Merritt et al. demonstrate that levels of the miRNA processing enzymes Drosha and Dicer are prognostic indicators in patients with ovarian cancer. They found that low levels of Dicer are associated with advanced tumor stage and that low levels of Drosha are associated with suboptimal surgical cytoreduction,^20,21 both known to be poor prognostic factors. High levels of Dicer and Drosha identified a subgroup of patients with ovarian cancer with significantly better survival. The potential of low Dicer levels as a biomarker of poor outcome was validated through the analysis of previously published microarray data in cohorts of patients with ovarian, breast, and lung cancer, confirming for each type of cancer that low Dicer levels indicate a poor prognosis.
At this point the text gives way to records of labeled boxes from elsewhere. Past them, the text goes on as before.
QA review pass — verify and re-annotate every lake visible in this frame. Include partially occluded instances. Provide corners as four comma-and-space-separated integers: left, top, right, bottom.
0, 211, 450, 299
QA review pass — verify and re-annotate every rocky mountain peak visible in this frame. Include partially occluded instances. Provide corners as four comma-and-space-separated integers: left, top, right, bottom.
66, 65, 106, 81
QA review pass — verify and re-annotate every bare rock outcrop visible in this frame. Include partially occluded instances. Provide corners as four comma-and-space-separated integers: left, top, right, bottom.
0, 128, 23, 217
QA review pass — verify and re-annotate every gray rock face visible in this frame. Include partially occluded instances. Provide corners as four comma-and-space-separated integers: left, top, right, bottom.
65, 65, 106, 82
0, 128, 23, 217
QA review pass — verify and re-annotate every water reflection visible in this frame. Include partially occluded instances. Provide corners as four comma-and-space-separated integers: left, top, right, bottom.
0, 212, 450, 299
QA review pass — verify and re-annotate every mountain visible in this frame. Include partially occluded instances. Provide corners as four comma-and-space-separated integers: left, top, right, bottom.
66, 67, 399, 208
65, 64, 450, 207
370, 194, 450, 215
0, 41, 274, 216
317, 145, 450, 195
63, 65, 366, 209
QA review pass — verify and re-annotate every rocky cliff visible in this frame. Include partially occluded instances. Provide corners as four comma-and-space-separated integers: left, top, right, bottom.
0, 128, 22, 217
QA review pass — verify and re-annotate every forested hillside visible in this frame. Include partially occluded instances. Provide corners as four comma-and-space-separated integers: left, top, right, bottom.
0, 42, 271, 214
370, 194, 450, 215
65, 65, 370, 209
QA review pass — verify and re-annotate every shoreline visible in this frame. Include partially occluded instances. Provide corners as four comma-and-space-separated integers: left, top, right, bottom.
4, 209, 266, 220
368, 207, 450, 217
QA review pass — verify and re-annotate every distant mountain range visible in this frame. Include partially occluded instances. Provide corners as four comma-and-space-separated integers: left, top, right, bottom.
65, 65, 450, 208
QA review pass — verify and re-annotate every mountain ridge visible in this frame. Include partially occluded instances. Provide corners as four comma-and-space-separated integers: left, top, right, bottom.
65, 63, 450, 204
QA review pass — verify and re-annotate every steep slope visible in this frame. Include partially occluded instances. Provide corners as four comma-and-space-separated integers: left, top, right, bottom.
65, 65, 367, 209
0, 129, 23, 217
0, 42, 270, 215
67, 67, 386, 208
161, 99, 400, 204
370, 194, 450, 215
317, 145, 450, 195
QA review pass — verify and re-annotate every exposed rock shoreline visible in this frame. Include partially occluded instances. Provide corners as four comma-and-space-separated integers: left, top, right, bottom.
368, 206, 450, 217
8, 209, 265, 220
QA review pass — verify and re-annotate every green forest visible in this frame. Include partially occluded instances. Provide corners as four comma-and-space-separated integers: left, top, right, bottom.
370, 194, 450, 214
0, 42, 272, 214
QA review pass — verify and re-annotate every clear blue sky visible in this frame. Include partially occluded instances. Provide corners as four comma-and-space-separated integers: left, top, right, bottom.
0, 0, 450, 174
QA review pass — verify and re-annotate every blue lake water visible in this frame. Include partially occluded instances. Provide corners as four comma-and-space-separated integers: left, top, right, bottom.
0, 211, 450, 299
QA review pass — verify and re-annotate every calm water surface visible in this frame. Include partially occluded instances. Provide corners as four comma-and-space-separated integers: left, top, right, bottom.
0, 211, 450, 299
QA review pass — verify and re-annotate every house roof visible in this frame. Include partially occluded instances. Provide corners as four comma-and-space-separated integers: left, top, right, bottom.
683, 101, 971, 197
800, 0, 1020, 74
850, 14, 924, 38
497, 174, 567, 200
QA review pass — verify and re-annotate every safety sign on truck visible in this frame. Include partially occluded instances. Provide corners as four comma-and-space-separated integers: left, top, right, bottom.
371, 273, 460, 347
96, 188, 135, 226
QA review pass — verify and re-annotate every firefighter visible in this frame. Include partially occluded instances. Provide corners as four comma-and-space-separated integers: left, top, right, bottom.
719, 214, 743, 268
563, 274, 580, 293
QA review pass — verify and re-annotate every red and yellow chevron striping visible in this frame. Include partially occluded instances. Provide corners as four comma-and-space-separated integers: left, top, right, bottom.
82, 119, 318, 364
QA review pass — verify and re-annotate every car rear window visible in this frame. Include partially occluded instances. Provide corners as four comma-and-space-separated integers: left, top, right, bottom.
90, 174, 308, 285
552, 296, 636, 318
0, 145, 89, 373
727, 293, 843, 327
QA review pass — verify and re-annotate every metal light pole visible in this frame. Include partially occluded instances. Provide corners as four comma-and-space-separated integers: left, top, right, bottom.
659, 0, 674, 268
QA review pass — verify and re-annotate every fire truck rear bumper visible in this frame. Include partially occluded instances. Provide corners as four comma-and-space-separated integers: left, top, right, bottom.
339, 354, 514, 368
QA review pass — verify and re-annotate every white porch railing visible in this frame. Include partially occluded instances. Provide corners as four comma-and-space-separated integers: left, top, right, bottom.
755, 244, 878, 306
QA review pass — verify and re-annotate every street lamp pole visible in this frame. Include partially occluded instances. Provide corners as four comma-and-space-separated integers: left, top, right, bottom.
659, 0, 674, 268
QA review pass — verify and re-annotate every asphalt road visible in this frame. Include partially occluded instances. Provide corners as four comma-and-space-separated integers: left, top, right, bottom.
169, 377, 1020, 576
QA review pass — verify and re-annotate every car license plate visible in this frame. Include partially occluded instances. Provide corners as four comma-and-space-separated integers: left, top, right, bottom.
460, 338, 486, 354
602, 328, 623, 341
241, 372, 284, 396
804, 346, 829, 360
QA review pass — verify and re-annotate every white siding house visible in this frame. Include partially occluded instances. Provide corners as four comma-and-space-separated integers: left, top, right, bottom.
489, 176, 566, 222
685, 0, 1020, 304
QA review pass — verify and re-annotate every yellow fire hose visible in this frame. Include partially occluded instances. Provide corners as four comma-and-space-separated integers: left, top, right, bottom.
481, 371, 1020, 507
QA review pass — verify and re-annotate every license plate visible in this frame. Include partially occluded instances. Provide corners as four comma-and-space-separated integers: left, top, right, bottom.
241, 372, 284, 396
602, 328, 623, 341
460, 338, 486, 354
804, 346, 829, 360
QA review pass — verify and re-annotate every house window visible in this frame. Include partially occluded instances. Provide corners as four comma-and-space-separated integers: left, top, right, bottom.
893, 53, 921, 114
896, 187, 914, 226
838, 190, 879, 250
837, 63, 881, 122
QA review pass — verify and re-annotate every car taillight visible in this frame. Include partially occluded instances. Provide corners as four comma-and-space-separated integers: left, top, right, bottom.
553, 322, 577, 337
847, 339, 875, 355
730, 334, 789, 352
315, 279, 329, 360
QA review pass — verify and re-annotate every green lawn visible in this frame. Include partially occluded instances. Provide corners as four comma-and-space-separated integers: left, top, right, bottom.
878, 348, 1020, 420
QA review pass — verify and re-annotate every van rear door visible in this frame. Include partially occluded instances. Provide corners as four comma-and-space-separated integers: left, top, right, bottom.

Although the authors looked for DNA mutations that could account for abnormal levels of Dicer and Drosha in patients, they were unable to find meaningful mutations, and the mechanism leading to their misexpression remains unknown.

However, like most cancers, ovarian cancer is known to have lower miRNA levels than normal tissue. Therefore, it is possible that low Dicer and Drosha levels result in additional abnormalities of miRNA expression, which leads tumors to be associated with a poor prognosis. As evidence supporting the misprocessing of miRNAs in tumors with low Dicer levels, the authors showed that targeting the galectin-3 gene for silencing in ovarian-cancer cells with low Dicer was successful only when small interfering RNA was used, not short hairpin RNA. These findings confirm that low Dicer levels result in decreased processing of short hairpin RNAs (such as miRNAs). This finding may have important implications for future treatment of ovarian cancer based on approaches that involve short hairpin RNAs, since such approaches would not be successful in tumors with low Dicer and Drosha levels. Not only does this work provide useful prognostic markers, but also, perhaps these molecular mechanisms predicting outcome are the first steps toward designing strategies to target miRNA-processing mechanisms with the goal of improving outcomes.